Katie Melua The House Review

Released 2010.  

BBC Review

The House is largely a success – those boxes, again, have been ticked.

Mike Diver 2010

On the final track of 2007’s Pictures, a cover of Leonard Cohen’s In My Secret Life, Katie Melua sang of missing a loved one. Three years on, she opens this fourth album with I’d Love to Kill You: “I’d love to kill you as you eat / The pleasure would taste so sweet”. She’s said that The House may shock fans who’ve followed her since her 2003 breakthrough, and such lyrical wickedness might imply she’s been through quite the stylistic sea change.

As if.

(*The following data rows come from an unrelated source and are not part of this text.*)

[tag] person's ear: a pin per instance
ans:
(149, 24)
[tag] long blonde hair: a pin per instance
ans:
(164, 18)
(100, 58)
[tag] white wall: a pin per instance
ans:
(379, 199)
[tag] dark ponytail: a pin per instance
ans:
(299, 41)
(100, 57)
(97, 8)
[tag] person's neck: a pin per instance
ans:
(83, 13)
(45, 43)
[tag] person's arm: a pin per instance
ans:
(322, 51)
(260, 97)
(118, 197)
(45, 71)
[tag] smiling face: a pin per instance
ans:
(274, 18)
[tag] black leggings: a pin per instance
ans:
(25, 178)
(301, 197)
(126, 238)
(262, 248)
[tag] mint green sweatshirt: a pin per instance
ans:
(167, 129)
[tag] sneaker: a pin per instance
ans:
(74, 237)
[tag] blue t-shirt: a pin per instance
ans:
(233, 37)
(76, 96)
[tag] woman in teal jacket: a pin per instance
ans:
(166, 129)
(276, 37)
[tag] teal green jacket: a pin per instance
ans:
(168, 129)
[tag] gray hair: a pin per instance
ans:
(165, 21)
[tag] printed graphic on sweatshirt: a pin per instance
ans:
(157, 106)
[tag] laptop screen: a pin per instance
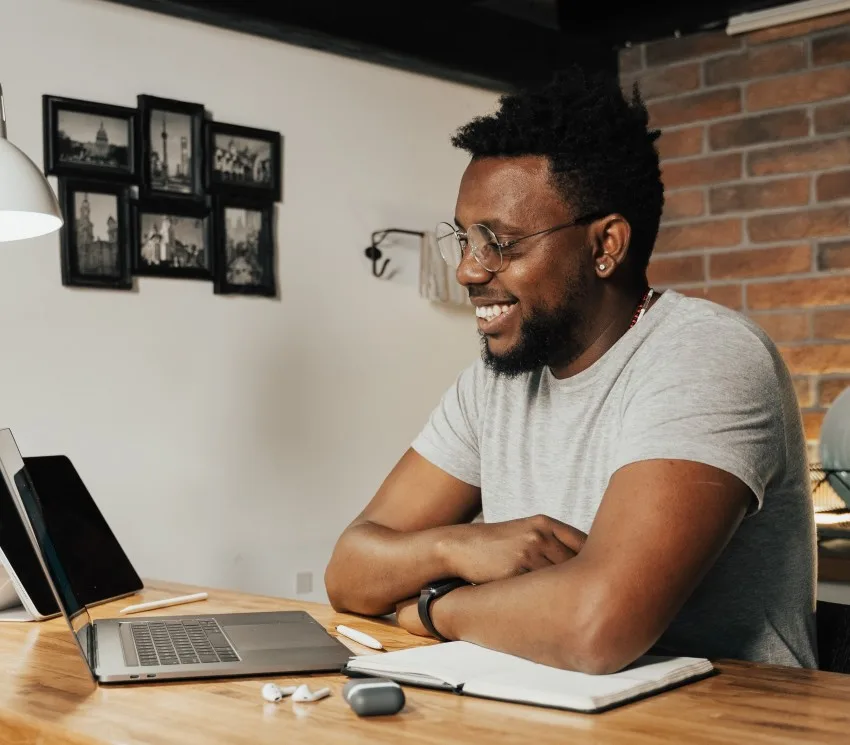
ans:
(20, 485)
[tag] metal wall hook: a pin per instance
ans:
(374, 254)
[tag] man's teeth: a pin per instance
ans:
(489, 312)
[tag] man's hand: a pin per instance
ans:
(407, 615)
(483, 552)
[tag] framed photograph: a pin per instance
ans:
(243, 161)
(245, 247)
(171, 148)
(171, 238)
(94, 239)
(85, 139)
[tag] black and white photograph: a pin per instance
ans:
(172, 147)
(88, 139)
(243, 161)
(244, 236)
(94, 236)
(171, 240)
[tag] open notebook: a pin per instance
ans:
(475, 671)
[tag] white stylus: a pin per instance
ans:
(360, 637)
(165, 603)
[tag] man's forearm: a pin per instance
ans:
(559, 616)
(374, 567)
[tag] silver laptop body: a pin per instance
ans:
(170, 647)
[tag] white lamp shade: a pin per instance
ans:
(28, 206)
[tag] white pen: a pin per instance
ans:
(359, 636)
(165, 602)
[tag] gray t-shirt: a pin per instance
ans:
(694, 381)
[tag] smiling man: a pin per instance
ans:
(637, 457)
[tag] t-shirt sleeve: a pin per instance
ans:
(715, 400)
(450, 437)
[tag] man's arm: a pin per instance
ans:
(393, 548)
(415, 530)
(659, 528)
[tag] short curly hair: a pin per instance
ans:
(601, 151)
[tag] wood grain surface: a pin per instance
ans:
(47, 696)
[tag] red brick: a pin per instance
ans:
(681, 269)
(666, 51)
(755, 63)
(694, 107)
(784, 326)
(817, 359)
(832, 118)
(697, 171)
(791, 226)
(835, 255)
(830, 389)
(745, 197)
(761, 262)
(797, 158)
(754, 130)
(631, 59)
(799, 293)
(699, 235)
(668, 81)
(830, 50)
(812, 422)
(678, 143)
(805, 87)
(832, 186)
(832, 324)
(803, 389)
(682, 204)
(729, 295)
(801, 28)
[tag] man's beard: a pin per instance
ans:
(545, 338)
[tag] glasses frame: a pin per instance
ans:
(464, 242)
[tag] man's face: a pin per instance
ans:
(543, 286)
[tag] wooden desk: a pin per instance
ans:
(46, 696)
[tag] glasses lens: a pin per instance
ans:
(485, 247)
(450, 248)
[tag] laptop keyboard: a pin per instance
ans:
(181, 642)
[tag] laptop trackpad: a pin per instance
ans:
(251, 637)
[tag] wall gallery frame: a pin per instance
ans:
(244, 237)
(171, 148)
(94, 236)
(243, 161)
(86, 139)
(171, 238)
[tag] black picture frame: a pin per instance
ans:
(76, 145)
(168, 170)
(97, 263)
(166, 250)
(239, 270)
(234, 168)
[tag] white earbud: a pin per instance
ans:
(274, 693)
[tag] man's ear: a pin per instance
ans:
(610, 239)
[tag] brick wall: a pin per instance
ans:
(756, 164)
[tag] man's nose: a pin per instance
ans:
(470, 272)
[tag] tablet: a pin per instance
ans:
(99, 565)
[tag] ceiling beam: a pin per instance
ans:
(446, 39)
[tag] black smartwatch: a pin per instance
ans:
(428, 595)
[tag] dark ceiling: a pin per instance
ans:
(494, 44)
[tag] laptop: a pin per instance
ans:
(168, 647)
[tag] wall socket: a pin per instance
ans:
(303, 583)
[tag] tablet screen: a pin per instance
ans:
(88, 549)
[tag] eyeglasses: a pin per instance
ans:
(486, 249)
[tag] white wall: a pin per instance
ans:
(229, 440)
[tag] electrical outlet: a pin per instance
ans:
(303, 583)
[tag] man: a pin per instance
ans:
(638, 458)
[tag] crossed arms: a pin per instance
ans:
(542, 589)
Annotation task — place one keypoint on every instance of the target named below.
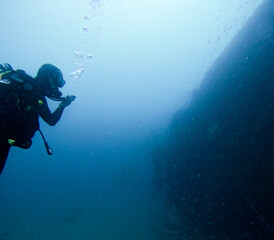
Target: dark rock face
(217, 168)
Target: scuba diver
(23, 101)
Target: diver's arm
(53, 118)
(48, 117)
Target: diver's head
(51, 78)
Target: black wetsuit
(20, 110)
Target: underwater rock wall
(216, 168)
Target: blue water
(139, 62)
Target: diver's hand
(67, 101)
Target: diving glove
(67, 101)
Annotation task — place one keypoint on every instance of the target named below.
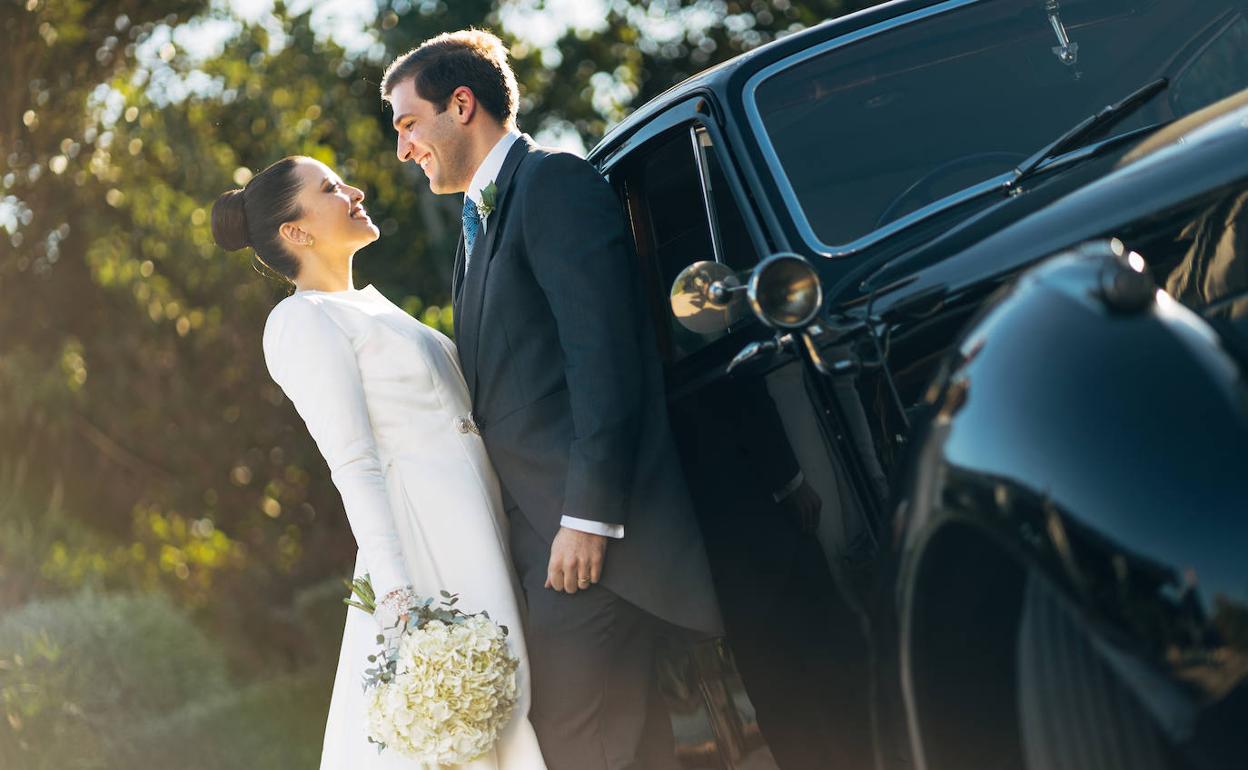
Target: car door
(749, 441)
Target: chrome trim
(781, 179)
(704, 184)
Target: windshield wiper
(1077, 135)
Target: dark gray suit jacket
(567, 385)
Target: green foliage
(75, 673)
(277, 724)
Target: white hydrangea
(453, 693)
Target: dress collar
(489, 167)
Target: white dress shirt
(486, 174)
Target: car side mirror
(706, 297)
(784, 292)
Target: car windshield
(865, 132)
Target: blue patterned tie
(472, 226)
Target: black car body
(1031, 461)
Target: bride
(387, 404)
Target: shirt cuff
(780, 494)
(607, 531)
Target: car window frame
(697, 112)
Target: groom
(568, 396)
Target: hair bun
(230, 221)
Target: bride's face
(333, 220)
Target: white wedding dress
(386, 402)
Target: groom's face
(432, 139)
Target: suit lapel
(478, 266)
(457, 283)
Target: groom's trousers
(592, 655)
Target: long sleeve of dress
(315, 363)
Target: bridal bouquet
(443, 687)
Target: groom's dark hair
(469, 58)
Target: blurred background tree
(142, 447)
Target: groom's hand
(575, 560)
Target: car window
(869, 131)
(1199, 255)
(682, 211)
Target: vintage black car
(979, 268)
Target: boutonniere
(488, 196)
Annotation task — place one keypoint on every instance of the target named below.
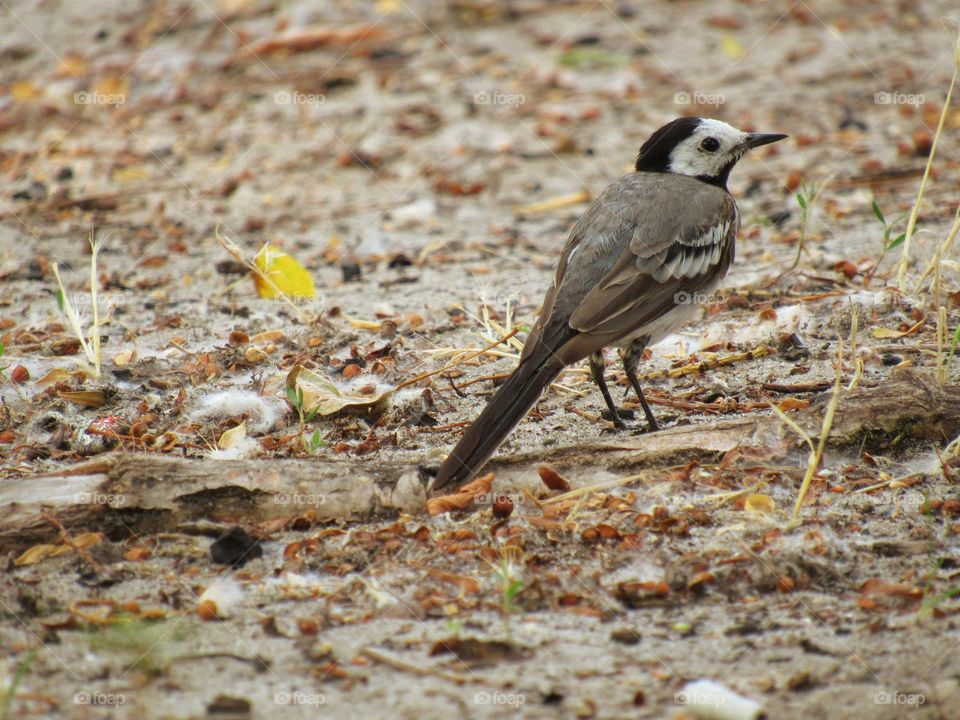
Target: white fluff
(262, 412)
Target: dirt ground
(425, 161)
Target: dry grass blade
(459, 360)
(586, 490)
(237, 253)
(91, 350)
(912, 221)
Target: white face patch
(695, 156)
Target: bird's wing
(647, 238)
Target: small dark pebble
(226, 707)
(351, 271)
(36, 191)
(235, 548)
(552, 698)
(851, 123)
(231, 267)
(625, 636)
(399, 260)
(623, 413)
(421, 418)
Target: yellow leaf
(320, 394)
(116, 87)
(267, 337)
(284, 275)
(233, 436)
(732, 47)
(761, 504)
(374, 325)
(87, 398)
(54, 376)
(44, 550)
(72, 65)
(35, 554)
(130, 174)
(788, 404)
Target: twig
(65, 538)
(399, 664)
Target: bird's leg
(631, 359)
(597, 367)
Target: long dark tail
(508, 406)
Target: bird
(634, 267)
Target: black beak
(757, 139)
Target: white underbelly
(681, 313)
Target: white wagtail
(631, 271)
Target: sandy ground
(400, 152)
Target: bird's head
(699, 147)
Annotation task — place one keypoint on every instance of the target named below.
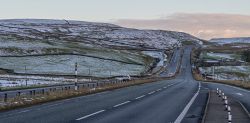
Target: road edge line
(185, 110)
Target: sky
(128, 12)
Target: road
(181, 99)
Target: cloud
(204, 26)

The House is as box-ticking of design as even the most fair-weather of fans should expect from an artist who’s never pushed at any creative envelope. At their worst these arrangements are lazy to the point of absolute stupor, as lively as a well-fed fatso snoozing in front of the Queen’s Christmas speech. This should allow Melua’s voice to shine through, but she can sound racked by tracheal rigor mortis, a whisper escaping where a little more of the wow factor that first attracted the ears of Dramatico boss Mike Batt would have improved proceedings.

Batt, for the first time on a Melua album, makes no appearance (save for a single co-write) – in his place William Orbit produces, and former Robbie Williams collaborator Guy Chambers contributes to several songs. This new line-up hasn’t led to a considerable shift of dynamic, many songs contentedly shuffling at a mid-tempo pace. This is meant as no slight: Melua is the kind of artist who responds to demand, rather than one who writes to challenge her audience. As such The House is largely a success – those boxes, ticked. But it’s disappointing that she’s not edged that little further from her comfort zone given the promise of surprises.

Highlights are apparent, though. The Flood, the album’s lead single, is a polished arrangement that reins in the temptation for bombast and is better for its restraint. Red Balloons, a co-write with Polly Scattergood, is so delicate the listener might want to hold their breath for its duration, for fear that exhaling would shatter its frail form. And when Melua’s vocals convey real intimacy and vulnerability, such as on the closing title-track, she engages the listener with a rarefied grace.

When Melua reveals this sensitive side she’s amongst the best artists in her easy-on-the-ear field, and she could yet surpass several of her own idols. But The House contains enough forgettable filler to suggest she’s some way off delivering a career-defining canon classic.